If you google the term “Data augmentation” all of the relevant results will be speaking about data augmentation in computer vision in which you deal with images. But it’s not always the case in data science as you’ll be frequently exposed to text. In this post I will lay out a technique for data augmentation in the context of text.
But first, what’s data augmentation?
Data augmentation is a technique used when either you have little data or an imbalanced data set. The idea of data augmentation is slightly modifying your data in a relevant way in order to produce more data that is the same as the original data synthetically.
In the images domain that could mean doing a set of image transformations on an image. For example, rotate by varying degrees, flip, stretch, translate, zoom, crop and so on. I’m going to use the following script on an image of a cat to demonstrate various geometric transformations.
import math import numpy as np import matplotlib.pyplot as plt from skimage import data from skimage import transform as tf img = skimage.data.imread("cat.jpg") tform0 = tf.SimilarityTransform() tform1 = tf.SimilarityTransform(scale=1, rotation=math.pi/4, translation=(img.shape/2, -100)) tform2 = tf.SimilarityTransform(scale=1, rotation=math.pi/4, translation=(img.shape/2, -100)) tform3 = tf.SimilarityTransform(scale=2, rotation=-math.pi/6) tform4 = tf.SimilarityTransform(scale=1, rotation=-math.pi/6) tforms = [tform0, tform1, tform2, tform3, tform4] for i in tforms: plt.axis('off') plt.imshow(tf.warp(img, i)) plt.show()
This kind of transformations helps teach neural networks some sort of invariance to the pose, location, and angle of the object.
What about text?
Now let’s switch domain to text and take sequence tagging as our case study. In general, sequence tagging is concerned with building models that will take as input a sequence of tokens and produces as output a sequence of classes.
An example of sequence tagging is Named Entity Recognition and Part-of-speech tagging.
The way this works is by training a neural network to read text left to right and as it reads it token by token it produces an output class by class. This is unlike seq2seq which reads the whole text first and then starts generating outputs.
The way this model works is by having a character language model that is pre-trained on huge corpora, this language model is used to create contextual word embeddings. Word embeddings are then fed to a BiLSTM+CRF classifier that classifies the input tokens one by one.
Pre-trained models make it possible to train with way less data
There aren’t many techniques known in text that are as common as image transformation techniques and that leads us to searching for methods that would help us generate samples that are identical to our training data yet carrying new information.
A common problem
Debugging NER models showed me that sometimes the model is confused with a token to the extent it fails to mark it as an entity. For example:
Yesterday, I met John Doe while crossing the street.
In the previous example the hypothesized model would correctly tag John Doe as an entity. Now let’s try a variation.
Yesterday, I met Omar Essam while crossing the street.
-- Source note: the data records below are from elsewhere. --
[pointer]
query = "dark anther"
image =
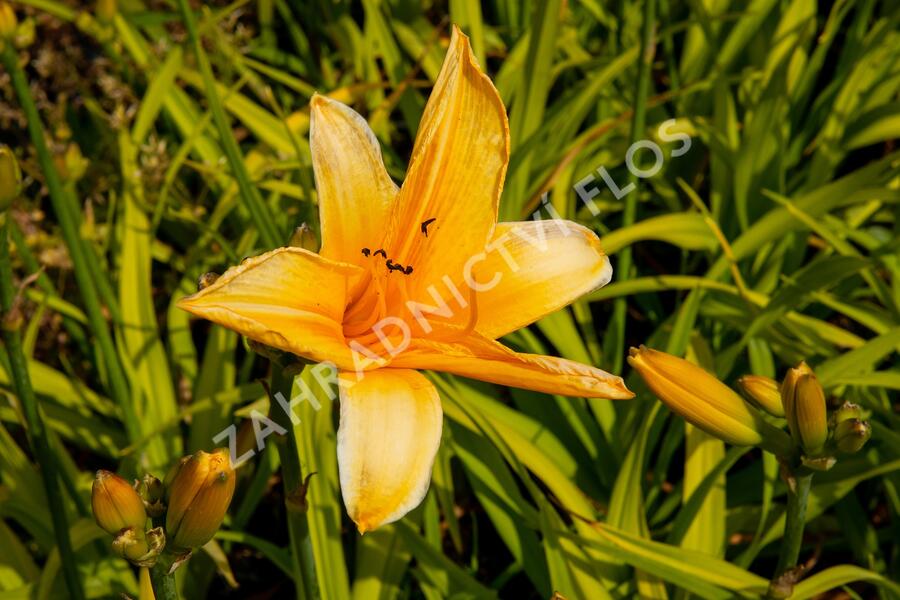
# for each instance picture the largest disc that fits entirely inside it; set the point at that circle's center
(426, 223)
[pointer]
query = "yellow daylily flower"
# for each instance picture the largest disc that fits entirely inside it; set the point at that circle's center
(418, 277)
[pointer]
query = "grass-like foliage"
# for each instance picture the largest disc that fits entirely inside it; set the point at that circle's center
(154, 149)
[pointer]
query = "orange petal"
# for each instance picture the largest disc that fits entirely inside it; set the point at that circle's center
(354, 189)
(480, 358)
(455, 174)
(390, 430)
(533, 268)
(288, 298)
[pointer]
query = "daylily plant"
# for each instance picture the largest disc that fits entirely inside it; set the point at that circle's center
(418, 277)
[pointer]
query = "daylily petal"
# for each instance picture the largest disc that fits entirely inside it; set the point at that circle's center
(533, 268)
(354, 189)
(288, 298)
(389, 434)
(480, 358)
(455, 174)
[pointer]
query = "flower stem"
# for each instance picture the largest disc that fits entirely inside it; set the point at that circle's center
(294, 490)
(162, 579)
(37, 430)
(795, 521)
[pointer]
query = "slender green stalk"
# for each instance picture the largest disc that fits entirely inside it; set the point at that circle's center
(115, 373)
(259, 212)
(36, 428)
(162, 579)
(294, 491)
(795, 521)
(638, 123)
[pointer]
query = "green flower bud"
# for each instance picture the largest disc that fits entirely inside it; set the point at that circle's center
(116, 505)
(850, 435)
(10, 176)
(198, 497)
(139, 547)
(764, 392)
(804, 407)
(706, 402)
(151, 491)
(846, 411)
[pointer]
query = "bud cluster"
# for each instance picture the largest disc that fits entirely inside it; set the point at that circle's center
(704, 401)
(184, 512)
(800, 399)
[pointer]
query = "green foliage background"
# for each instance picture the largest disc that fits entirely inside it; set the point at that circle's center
(169, 170)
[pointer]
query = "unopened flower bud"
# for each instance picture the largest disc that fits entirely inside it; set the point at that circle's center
(304, 237)
(116, 505)
(764, 392)
(10, 176)
(851, 435)
(131, 544)
(198, 497)
(140, 547)
(805, 411)
(846, 411)
(706, 402)
(151, 490)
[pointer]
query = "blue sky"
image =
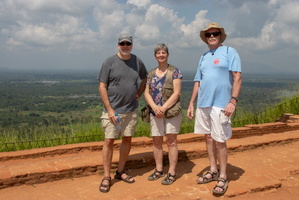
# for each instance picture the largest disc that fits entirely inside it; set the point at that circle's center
(79, 35)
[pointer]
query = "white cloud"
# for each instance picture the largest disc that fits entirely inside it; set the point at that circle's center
(139, 4)
(84, 27)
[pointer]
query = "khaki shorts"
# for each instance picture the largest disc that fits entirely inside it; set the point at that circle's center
(163, 126)
(213, 121)
(128, 125)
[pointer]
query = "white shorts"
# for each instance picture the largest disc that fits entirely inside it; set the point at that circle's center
(163, 126)
(212, 121)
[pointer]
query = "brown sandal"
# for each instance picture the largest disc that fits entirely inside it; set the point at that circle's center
(214, 177)
(106, 187)
(223, 187)
(118, 176)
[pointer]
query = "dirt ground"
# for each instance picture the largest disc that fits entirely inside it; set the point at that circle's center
(245, 169)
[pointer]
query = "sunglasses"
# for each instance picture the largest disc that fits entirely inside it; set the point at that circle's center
(215, 34)
(125, 43)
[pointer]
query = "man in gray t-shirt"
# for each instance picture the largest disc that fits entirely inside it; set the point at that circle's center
(119, 91)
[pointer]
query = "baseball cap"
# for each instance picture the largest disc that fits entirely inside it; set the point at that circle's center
(125, 37)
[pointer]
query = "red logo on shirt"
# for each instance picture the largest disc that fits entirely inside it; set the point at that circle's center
(216, 61)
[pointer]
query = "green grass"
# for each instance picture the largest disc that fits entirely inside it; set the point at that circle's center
(27, 137)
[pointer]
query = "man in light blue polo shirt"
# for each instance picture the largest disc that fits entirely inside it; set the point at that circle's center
(217, 86)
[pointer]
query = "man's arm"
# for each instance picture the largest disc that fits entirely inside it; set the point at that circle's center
(105, 99)
(190, 111)
(231, 106)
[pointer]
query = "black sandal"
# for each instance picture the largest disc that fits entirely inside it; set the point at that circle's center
(169, 179)
(118, 176)
(106, 187)
(156, 175)
(223, 187)
(214, 177)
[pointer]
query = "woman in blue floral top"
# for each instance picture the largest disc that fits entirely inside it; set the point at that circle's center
(161, 124)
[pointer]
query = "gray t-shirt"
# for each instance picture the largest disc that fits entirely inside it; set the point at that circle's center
(121, 77)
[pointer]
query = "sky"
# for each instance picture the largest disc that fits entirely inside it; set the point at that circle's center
(80, 34)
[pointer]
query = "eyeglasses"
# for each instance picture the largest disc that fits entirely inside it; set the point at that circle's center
(125, 43)
(215, 34)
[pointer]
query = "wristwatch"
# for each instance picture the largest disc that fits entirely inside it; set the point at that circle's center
(235, 98)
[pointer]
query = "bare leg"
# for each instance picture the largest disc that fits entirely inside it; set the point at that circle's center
(107, 154)
(222, 156)
(158, 152)
(172, 152)
(212, 155)
(124, 152)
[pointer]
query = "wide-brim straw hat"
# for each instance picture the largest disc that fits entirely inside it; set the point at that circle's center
(209, 26)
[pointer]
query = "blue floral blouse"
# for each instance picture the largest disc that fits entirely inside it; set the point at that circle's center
(157, 85)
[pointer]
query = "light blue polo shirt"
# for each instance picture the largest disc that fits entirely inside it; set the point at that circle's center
(214, 73)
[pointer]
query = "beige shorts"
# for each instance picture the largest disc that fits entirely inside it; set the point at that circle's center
(128, 125)
(213, 121)
(163, 126)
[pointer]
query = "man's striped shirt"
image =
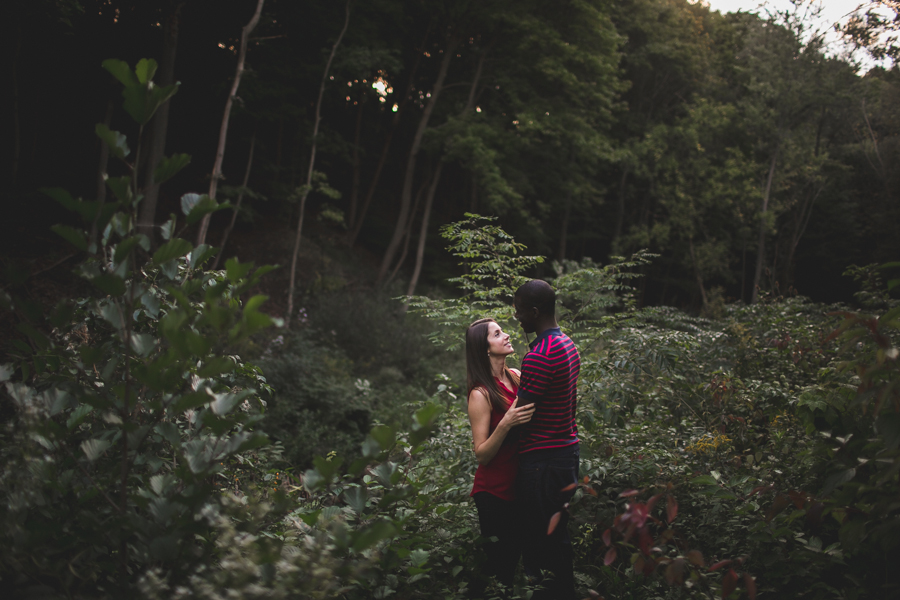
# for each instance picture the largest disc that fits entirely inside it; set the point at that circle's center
(549, 379)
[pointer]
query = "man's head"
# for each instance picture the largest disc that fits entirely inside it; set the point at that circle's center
(535, 304)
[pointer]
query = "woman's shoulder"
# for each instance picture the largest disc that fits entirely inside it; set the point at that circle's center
(478, 393)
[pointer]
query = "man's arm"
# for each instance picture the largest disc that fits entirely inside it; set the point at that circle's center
(534, 379)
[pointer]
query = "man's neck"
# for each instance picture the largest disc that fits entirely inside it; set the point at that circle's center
(543, 325)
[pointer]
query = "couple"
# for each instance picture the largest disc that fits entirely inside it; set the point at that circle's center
(526, 442)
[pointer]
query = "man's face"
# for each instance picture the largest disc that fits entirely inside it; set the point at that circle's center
(526, 316)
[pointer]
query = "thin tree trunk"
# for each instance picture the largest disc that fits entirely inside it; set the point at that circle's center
(237, 204)
(17, 131)
(373, 185)
(223, 129)
(160, 125)
(102, 166)
(761, 244)
(697, 274)
(620, 217)
(429, 201)
(309, 172)
(563, 234)
(744, 272)
(279, 143)
(423, 231)
(406, 194)
(354, 190)
(408, 233)
(797, 234)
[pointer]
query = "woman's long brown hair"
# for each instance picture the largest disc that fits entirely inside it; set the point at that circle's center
(478, 365)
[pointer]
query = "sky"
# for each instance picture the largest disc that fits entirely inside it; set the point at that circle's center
(834, 11)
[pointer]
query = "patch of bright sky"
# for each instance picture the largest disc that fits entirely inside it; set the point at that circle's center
(833, 11)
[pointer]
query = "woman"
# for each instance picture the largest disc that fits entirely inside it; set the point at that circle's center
(493, 413)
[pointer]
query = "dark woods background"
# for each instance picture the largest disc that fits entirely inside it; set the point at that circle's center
(731, 145)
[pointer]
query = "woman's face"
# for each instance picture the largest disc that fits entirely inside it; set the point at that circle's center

Yesterday, I met Li Wang while crossing the street.
In the previous example the hypothesized model would fail to tag the names because it has never seen them in a similar context before. Although a good model would be good at capturing context, sometimes when your data set is small it wouldn’t always be able to.
The augmentation technique I’m proposing here is a simple technique that would create more examples out of our training data the same way we would by flipping and rotating images.
For this to work you need an annotation per word, i.e each word has its own class. That’s not the case with text classification, but it would work with sequence tagging tasks like NER and POS.
- Flatten all your text data into one large vector
- Bucket them according to class, for example: Name => [“John”, “Kevin”, “Adam”]
- For each example in your training data, for each class, create N examples in which you substitute the word W with any word from the bucket of class C. Sampling can be random, inverse frequency (Rare words first), Frequency (Common words first)
So for example if we had for the class Name the following list: [“John”, “John”, “John”, “Kevin”, “Kevin”, “Adam”, “Peter”] and our sampling scheme was inverse frequency a transformation on the following example will be:
The CEO of an AI related startup, Peter, stated that they’re in series A.
The CEO of an AI related startup, Adam, stated that they’re in series A.
Even more transformations can be:
The CEO of an AI related startup, Kevin, stated that they’re in series A.
And the number of produced samples will be up to you. But keep in mind that you’ll fall to the trade-off of either having too little samples thus not much new data or having too much new data to the extent your model would start memorizing templates rather than learning from.
I understand this technique is so simple but it would definitely help. I’m ready to listen to critique and if you have further ideas for data augmentation in NLP feel free to share it with the community, I’d love to hear.